January 22, 2022: Interviewed by Ananya Mondal.

Hi Tania, congratulations on winning the WiPS logo design contest. WiPS-UH wants to thank you for your involvement. Can you tell us a little bit about yourself?

Hello, I am Tania Ghosh, a second year graduate student in the department of Physics at University of Houston. I usually spend my leisure time painting, dancing, and cooking. Along with that, I also like to do hiking. Firstly, I want to express my profound gratitude and appreciation for all WiPS team members for their incredible efforts. Furthermore, I am greatly obliged to WiPs-UH for offering us such a platform for logo designing. It was a very pleasant experience for me to be a part of it.

Can you describe the process behind designing the logo and what it symbolizes?

Well, being a novice, my first approach was to check out other available options, what is already there and how to make my logo unique. After the research, now it was the time to think through all possible design directions and I started outlining my strategies for logo design considering font, color, style and other aspects. Then I started to sketch the logo. My logo creates a visual symbol of a woman’s brain enriched with the concepts of physics.

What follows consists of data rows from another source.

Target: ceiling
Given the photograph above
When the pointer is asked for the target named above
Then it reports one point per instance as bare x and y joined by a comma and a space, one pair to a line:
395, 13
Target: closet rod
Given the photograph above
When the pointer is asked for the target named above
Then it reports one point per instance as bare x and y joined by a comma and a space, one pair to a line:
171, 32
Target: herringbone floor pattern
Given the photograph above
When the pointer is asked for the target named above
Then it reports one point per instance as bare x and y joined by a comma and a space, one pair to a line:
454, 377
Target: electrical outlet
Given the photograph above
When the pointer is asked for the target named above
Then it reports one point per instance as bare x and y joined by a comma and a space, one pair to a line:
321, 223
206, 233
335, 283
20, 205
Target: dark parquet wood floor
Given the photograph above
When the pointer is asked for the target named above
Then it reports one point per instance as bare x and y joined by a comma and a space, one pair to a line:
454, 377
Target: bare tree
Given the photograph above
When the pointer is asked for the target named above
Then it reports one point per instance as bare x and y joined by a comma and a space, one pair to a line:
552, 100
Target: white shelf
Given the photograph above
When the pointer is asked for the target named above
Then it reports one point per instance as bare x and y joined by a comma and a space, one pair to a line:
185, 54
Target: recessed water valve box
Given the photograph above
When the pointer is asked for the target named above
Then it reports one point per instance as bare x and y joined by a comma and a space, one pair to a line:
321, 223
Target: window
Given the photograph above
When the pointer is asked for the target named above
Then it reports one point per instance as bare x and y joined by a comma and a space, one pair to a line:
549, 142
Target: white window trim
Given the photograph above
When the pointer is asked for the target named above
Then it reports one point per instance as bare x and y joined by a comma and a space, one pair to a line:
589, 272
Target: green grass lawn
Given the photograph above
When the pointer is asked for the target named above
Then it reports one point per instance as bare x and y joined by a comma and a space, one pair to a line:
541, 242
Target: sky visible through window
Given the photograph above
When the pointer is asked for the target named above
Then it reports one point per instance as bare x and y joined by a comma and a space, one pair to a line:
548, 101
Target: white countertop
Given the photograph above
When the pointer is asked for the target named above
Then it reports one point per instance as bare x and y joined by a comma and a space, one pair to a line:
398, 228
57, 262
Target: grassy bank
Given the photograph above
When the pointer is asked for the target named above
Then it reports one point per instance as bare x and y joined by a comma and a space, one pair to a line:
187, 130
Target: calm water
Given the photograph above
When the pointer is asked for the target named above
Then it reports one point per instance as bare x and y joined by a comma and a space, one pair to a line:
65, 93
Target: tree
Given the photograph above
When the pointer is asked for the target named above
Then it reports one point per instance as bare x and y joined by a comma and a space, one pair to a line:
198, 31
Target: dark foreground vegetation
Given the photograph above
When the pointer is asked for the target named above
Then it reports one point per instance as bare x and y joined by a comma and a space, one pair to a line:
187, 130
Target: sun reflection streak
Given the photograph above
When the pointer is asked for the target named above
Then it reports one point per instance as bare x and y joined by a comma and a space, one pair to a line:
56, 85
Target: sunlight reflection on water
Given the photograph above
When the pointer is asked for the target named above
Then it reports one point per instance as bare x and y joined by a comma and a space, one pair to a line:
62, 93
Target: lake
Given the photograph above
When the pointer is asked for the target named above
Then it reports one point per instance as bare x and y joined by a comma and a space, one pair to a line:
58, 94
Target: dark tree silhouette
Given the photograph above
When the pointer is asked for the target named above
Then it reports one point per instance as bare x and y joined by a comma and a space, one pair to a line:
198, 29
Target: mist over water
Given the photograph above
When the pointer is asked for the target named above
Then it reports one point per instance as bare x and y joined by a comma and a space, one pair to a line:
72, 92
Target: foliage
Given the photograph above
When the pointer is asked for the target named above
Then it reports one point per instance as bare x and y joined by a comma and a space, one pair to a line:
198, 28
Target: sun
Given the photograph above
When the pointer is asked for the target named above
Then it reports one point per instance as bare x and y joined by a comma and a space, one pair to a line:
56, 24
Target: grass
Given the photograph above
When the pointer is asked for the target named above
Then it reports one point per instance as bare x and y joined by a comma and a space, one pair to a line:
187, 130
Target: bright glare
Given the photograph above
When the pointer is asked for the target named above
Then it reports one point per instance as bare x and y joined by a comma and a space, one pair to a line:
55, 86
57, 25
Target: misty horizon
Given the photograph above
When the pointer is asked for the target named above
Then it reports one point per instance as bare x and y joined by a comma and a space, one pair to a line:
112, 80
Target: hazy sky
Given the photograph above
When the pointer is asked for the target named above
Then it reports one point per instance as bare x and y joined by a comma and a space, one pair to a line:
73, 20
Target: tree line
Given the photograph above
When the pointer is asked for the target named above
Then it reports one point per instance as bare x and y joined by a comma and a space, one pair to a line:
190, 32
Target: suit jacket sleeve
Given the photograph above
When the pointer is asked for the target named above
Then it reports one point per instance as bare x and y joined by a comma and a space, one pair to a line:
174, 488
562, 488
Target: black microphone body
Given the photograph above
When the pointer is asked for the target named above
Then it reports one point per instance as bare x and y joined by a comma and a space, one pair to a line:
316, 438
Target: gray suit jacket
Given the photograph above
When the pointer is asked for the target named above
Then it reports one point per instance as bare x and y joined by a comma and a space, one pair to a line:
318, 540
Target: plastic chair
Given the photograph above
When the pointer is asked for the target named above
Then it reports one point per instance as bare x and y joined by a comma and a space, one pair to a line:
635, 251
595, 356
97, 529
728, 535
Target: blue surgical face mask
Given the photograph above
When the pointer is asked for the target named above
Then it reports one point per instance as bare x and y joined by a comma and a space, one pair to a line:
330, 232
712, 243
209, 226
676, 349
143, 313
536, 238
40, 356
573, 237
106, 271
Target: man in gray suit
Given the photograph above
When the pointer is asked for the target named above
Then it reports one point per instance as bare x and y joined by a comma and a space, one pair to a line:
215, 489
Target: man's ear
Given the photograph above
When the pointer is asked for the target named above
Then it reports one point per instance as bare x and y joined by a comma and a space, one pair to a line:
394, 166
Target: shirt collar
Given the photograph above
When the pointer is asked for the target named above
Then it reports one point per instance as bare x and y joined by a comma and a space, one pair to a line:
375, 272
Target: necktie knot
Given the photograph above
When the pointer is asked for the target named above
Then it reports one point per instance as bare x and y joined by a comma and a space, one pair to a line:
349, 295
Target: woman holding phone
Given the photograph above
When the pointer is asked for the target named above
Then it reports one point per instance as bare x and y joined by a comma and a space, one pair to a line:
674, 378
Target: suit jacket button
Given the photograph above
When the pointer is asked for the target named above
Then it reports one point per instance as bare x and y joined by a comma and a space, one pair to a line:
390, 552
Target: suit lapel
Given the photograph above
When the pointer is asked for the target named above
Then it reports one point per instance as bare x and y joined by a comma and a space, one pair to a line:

So, you are in your 2nd year of the PhD program in physics. Is there any specific area of physics that fascinates you the most? And are you going to work on that for your thesis?

From the beginning, I was inclined to the problems in nonlinear dynamics with applications in various fields. Now, I work with Dr. Kevin Bassler in complex network systems. My research is based on finding different methods to calculate the modular structure in different systems and to relate that with nonlinear dynamics of that particular system. This has important applications in a wide variety of physical, biological, and social systems.

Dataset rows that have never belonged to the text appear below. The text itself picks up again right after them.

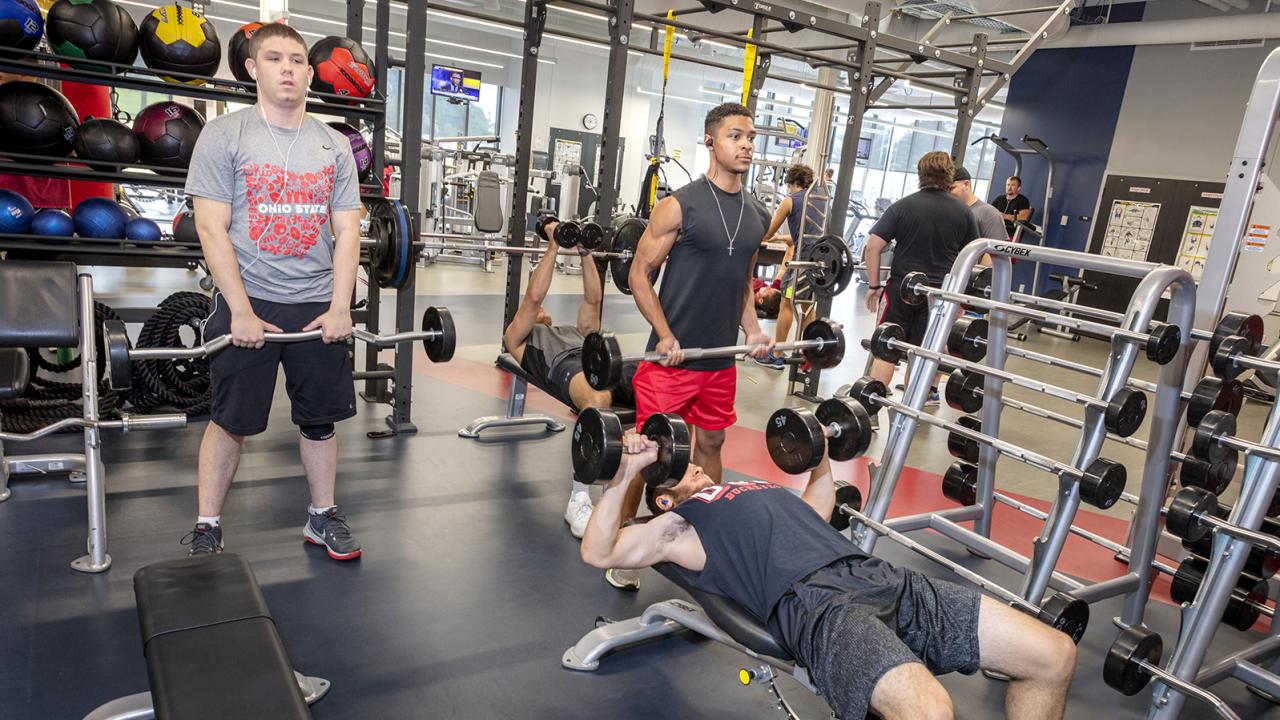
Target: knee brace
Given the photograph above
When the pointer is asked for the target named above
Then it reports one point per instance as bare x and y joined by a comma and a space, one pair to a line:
318, 433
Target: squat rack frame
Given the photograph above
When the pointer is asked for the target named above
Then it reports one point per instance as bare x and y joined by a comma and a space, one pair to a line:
872, 60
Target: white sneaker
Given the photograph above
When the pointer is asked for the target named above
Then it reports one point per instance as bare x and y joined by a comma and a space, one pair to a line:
622, 579
577, 513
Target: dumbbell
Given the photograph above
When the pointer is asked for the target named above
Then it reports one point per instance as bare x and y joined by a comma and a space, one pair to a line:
796, 436
438, 336
822, 343
960, 483
1246, 604
845, 495
1123, 414
597, 447
1215, 441
567, 233
1101, 483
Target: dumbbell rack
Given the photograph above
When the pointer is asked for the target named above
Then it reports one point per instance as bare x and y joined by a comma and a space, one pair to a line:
170, 255
1200, 618
1165, 411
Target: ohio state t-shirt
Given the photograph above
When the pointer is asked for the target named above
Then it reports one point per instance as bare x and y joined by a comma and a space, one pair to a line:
282, 185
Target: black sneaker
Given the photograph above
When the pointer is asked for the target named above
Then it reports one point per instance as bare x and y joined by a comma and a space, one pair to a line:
330, 529
205, 540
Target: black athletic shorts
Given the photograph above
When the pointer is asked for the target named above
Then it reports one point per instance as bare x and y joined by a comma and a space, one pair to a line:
856, 619
316, 376
913, 318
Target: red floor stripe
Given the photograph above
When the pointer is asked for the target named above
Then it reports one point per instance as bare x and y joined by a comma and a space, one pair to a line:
918, 491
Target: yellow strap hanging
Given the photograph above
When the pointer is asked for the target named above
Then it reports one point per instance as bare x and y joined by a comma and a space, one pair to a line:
748, 67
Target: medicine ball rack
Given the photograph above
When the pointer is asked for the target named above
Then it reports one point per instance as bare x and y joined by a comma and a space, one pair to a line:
1040, 568
373, 110
872, 60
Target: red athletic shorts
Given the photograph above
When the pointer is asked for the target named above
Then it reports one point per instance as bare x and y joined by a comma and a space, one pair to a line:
704, 399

I believe, you were among the first batch of international PhD students who had to transition to the US amidst a global pandemic and I am sure most students had a lot of trouble and anxiety during the transition process. So, I want to ask you your experience and did you find it hard to navigate this unique situation?

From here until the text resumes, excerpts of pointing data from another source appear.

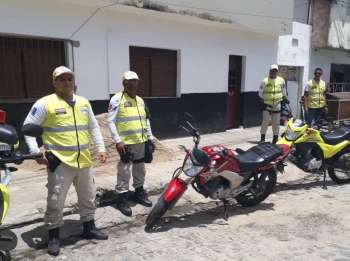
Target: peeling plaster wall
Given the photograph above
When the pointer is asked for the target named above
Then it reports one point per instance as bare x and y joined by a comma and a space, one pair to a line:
296, 55
320, 23
339, 32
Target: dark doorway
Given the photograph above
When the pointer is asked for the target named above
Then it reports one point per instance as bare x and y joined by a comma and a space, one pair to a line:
233, 114
157, 69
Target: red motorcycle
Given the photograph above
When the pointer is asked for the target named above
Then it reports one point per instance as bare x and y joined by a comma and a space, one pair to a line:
222, 174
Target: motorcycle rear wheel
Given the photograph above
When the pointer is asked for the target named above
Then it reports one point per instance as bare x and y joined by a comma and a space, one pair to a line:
260, 190
337, 177
157, 212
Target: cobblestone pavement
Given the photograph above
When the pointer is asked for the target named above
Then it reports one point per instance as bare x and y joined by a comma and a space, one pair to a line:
299, 221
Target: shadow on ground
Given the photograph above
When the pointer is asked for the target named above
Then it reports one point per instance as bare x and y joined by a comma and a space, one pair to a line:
205, 217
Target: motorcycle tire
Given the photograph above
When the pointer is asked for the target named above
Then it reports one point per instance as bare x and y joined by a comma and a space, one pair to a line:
156, 213
249, 199
3, 256
336, 178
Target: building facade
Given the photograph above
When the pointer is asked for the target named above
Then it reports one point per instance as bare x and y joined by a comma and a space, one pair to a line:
203, 57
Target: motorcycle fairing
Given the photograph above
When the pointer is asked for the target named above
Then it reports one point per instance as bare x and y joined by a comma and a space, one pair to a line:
4, 202
174, 190
329, 150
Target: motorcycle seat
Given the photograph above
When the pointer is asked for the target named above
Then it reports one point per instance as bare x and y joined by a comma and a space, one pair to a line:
258, 156
337, 136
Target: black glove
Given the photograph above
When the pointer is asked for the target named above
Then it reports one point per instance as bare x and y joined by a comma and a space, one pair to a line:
286, 101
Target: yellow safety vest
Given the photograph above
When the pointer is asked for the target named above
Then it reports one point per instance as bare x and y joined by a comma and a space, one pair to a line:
316, 98
131, 119
66, 132
272, 90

That is true. I was in the incoming cohort in the UH physics department during the first phase of the global pandemic and similar to all the students in the same cohort, I unfortunately faced a lot of trouble during the admission and post-admission process. There were many uncertainties about the modes of instruction, class arrangement, grading systems and so on. As this was an unprecedented event, everyone took time to figure out how to proceed and we could do nothing except wait. Our first semester was entirely online as we were unable to travel from our home countries. As the time difference between USA and my home country is almost 12 hours, most of the classes were at midnight and it was certainly an arduous situation. Besides, we faced a lack of in-person interaction with the rest of the members in our cohort.

Also, my other question to you as an international graduate student in the US it is sometimes hard to be far from family and friends. How do you cope with that?

Moving away for university is a huge transition and feeling homesick is absolutely normal. When I miss my family, friends, sometime I simply allow myself to be homesick for a little while. Keeping myself busy in extracurricular activities, planning some trips with my flatmate, and socializing with friends have been the best coping mechanisms for me.

Since we have a very active WiPS community now at the UH physics department, what events would you like to propose and be a part of in 2022?

Recently, I came to know about the idea of the (an outreach) event on the Physics research day. I find it very interesting and inspirational for high school students. I would love to be a part of this. Also, I feel if we can arrange some events where we can demonstrate some hands-on experiments to the high school students, that would be encouraging as well. Moreover, I would suggest some interactive sessions with undergraduates so that we can help them to pursue their careers in research in the future.